The bell curve: “Normal” or “Gaussian”?

Most discussions of statistical quality refer to the “Normal distribution,” but “Normal” is a loaded word. If we talk about the “Normal distribution,” it implies that all other distributions are, in some way, abnormal. The “Normal distribution” is also called “Gaussian,” after the discoverer of many of its properties, and I prefer it as a more neutral term. Before Germany adopted the Euro, its last 10-Mark note featured the bell curve next to Gauss’s face.

The Gaussian distribution is widely used, and abused, because its math is simple, well known, and wonderful. Here are a few of its remarkable properties:

  1. It applies to a broad class of measurement errors. John Herschel arrived at the Gaussian distribution for measurement errors in the position of bodies in the sky simply from the fact that the errors in x and y should be independent and that the probability of a given error should depend only on the distance from the true point.
  2. It is stable. If you add Gaussian variables, or take any linear combination of them, the result is also Gaussian.
  3. Many sums of variables converge to it.  The Central Limit Theorem (CLT) says that, if you add variables that are independent, identically distributed, with a distribution that has a mean and a standard deviation, they sum converges towards a Gaussian. It makes it an attractive model, for example, for order quantities for a product coming independently from a large number of customers.
  4. Mint syrup diffusion in water
    Mint syrup diffusion in water

    It solves the equation of diffusion. The concentration of, say, a dye introduced into clear water through a pinpoint is a Gaussian that spreads overt time.
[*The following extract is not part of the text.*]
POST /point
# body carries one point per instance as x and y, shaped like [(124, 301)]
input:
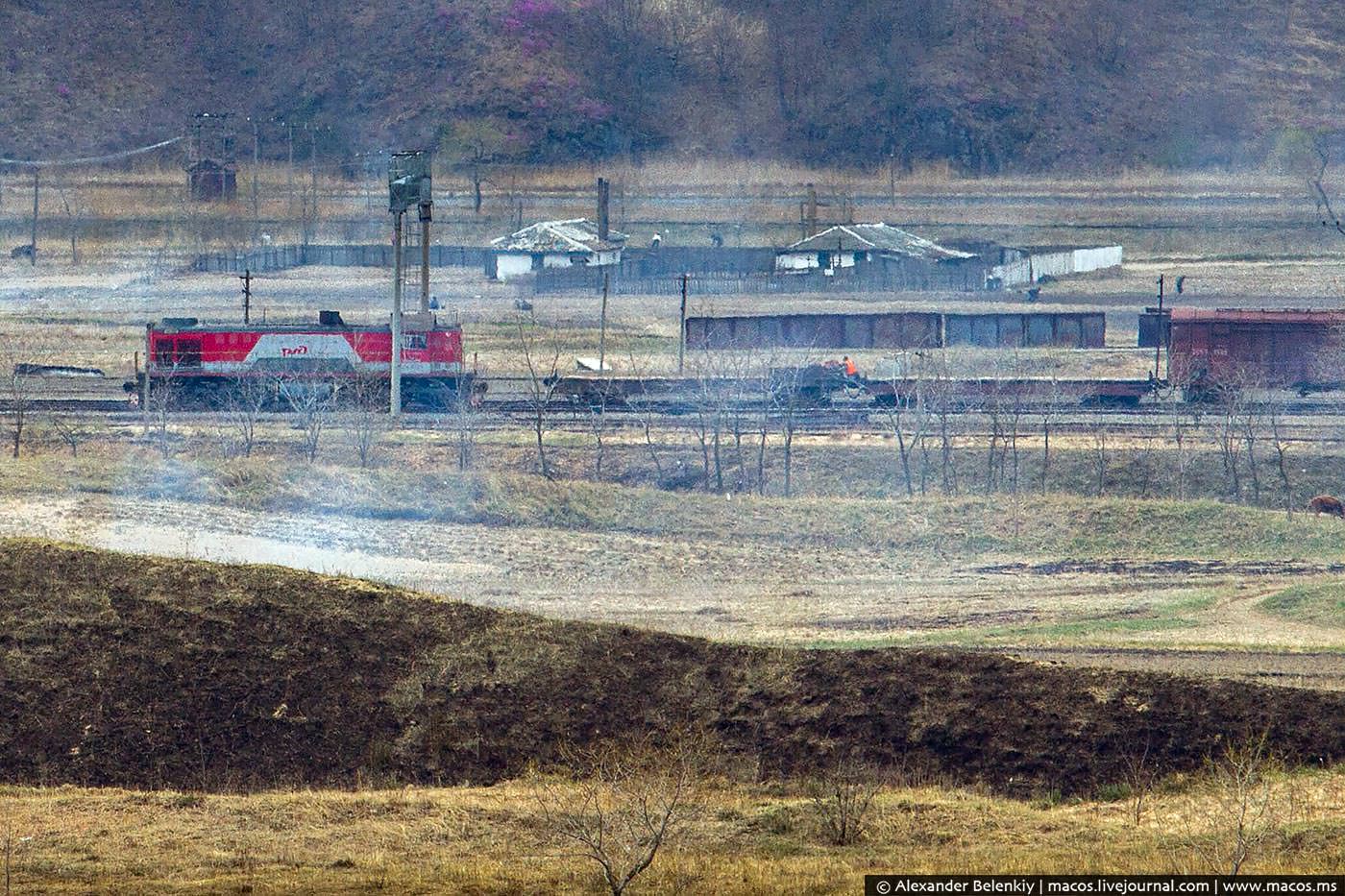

You can experience it in your kitchen: fill a white plate with about 1/8 in of water, and drop the smallest amount of mint syrup you can in the center. After a few seconds, the syrup in the water forms a cloud that looks very much like a two-dimensional Gaussian bell shape for concentration, as shown on the right. And it fact it is, because the Gaussian density function solves the diffusion equation, with a standard deviation that rises with time. It also happens in gases, but too quickly to observe in your kitchen, and in solids, but too slowly.

  5. It solves the equation of heat transfer by conduction. Likewise, when heat spreads by conduction from a point source in a solid, the temperature profile is Gaussian… The equation is the same as for diffusion.
  6. Unique filter. A time-series of raw data — for temperatures, order quantities, stock prices,… — usually has fluctuations that you want to smooth out in order to bring to light the trends or cycles your are looking for. A common way of doing this is replacing each point with a moving average of its neighbors, taken over windows of varying lengths, often with weights that decrease with distance, so that a point that is 30 minutes in the past counts for less than the point of 1 second ago. And you would like to set these weights so that, whenever you enlarge the window, the peaks in your signal are eroded and the valleys fill up. A surprising, and recent discovery (1986) is that the only weighting function that does this is the Gaussian bell curve, with its standard deviation as the scale parameter.
  7. Own transform. This is mostly of interest to mathematicians, but the Gaussian bell curve is its own Laplace transform, which drastically simplifies calculations.

For all these reasons, the Gaussian distribution deserves attention, but it doesn’t mean that there aren’t other models that do too. For example, when you pool the output of independent series of events, like failures of different types on a machine, you tend towards a Poisson process, characterized by independent numbers of events in disjoint time intervals, and a constant occurrence rate over time. It is also quite useful but it doesn’t command the same level of attention as the gaussian.

The most egregious misuse of the gaussian distribution is in the rank-and-yank approach to human resources, which forces bosses to rate their subordinates “on a curve.” Measuring several dimensions of people performance and examining their distributions might make sense, but mandating that grades be “normally distributed” is absurd.